Mi viaje por la vida a través de la música, el cine, mis palabras y mis fotografías

martes, 2 de octubre de 2007

3. La BSO de mi vida...

La vida siempre está acompañada de música...


...a nuestro alrededor y a todas horas; en la tele, en la radio, en nuestro mp3, en el ordenador, en la calle, en las fiestas, las cafeterías, los cines, en los taxis, los conciertos, las peluquerías, en las salas de espera...

...o simplemente en nuestra mente, tarareando esas últimas notas que se nos han introducido en la cabeza y que no podemos soltar...

...esa es la magia de la música...


...una canción o una melodía en cuestión de segundos puede transportarnos a otra época, a un momento bueno o malo, hacernos sonreír o nublarnos la mirada ante una imagen que no queremos recordar, y su poder es tan fuerte que nos encoge el estómago de dolor o nos hace danzar al son de una instantánea de nuestra vida ya pasada que no volveremos a revivir pero que nos llena de felicidad...



...qué importante es la música en nuestras vidas...

...es como el alimento... muy necesaria para vivir...



...yo sin ella no podría vivir... necesito una canción que me emocione, que me conmueva y que me haga despegar del suelo, unas notas que me inspiren y me sacudan el polvo que a veces me envuelve y me borra el horizonte sin ni siquiera darme cuenta...
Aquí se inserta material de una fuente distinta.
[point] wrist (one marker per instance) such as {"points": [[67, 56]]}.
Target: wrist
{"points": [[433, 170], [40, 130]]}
...yo no puedo vivir sin música y eso lo sé desde los 7 años, cuando me compré mi primer Lp con mis ahorros y me pasaba noches enteras ante un cassette muy pequeño escuchándolo. Antes, muchas canciones infantiles pero a partir de ese instante quedé totalmente sumergido en un nuevo mundo de fantasía y de misterio que me envolvió...

...y ya nunca pude salir de él...


...y ya nunca pude apagar su sonido...



...desde entonces he recorrido un camino larguísimo y que se me ha hecho interminable, a veces cruzando medio mundo siguiendo una intuición y sin desviar nunca la vista de mi objetivo: encontrar mi hueco y poder transmitir y emocionar a los demás con las melodías y las letras que escucho en mi cabeza, esas melodías que a veces siento que no salen de mí sino de otro lado, que aterrizan en mi interior y me utilizan de instrumento, como la crisálida, para desarrollarse y salir luego a la luz...

...pero lo que antes veía como un recorrido lleno de obstáculos, desesperante y sin sentido ahora lo veo como un aprendizaje, una carrera necesaria que no ha hecho sino poner a prueba mi constancia, haciendo crecer mi fuerte deseo cada vez más y dando más nitidez y claridad a lo que realmente quiero...



...cada vez ese momento lo veo más cerca y a medida que pasa el tiempo me preparo más y más para ello porque es lo único en lo que pienso al levantarme, en liberar todas esas partículas encerradas en una gran bola de la que soy portador y que necesitan ver la luz, expandirse, surcar la atmósfera con sus palabras y sus notas, transmitir el mensaje que llevan dentro y sumergirse en el viento...



...hace mucho mucho tiempo comenzó un nuevo camino para mí....

...y no desistiré hasta llegar a mi destino...


...un destino que compartiré con todos cuando llegue el momento...

...y queda muy poco...

2 comentarios:

Momo dijo...

queda poco, si...y espero estar muy cerca cuando llegue ese momento, para que toda esa luz, esa energía y toda esa magia, nos salpique a todos un poco...si, queda poco
GRacias por la foto!!!!
Besitos

Luis Quintana dijo...

A veces me he preguntado qué banda sonora pondría yo a mi vida. Podría recurrir a mis clásicos adolescentes, o a las primeras notas que recuerdo cuando niño, o bien los últimos ritmos que aceleran mi paso. Pero quizás ninguna música identifique ahora el recorrido de mi vida. Cada una representa un momento de mi vida, un estado, un pasado, un presente y, espero..., un futuro.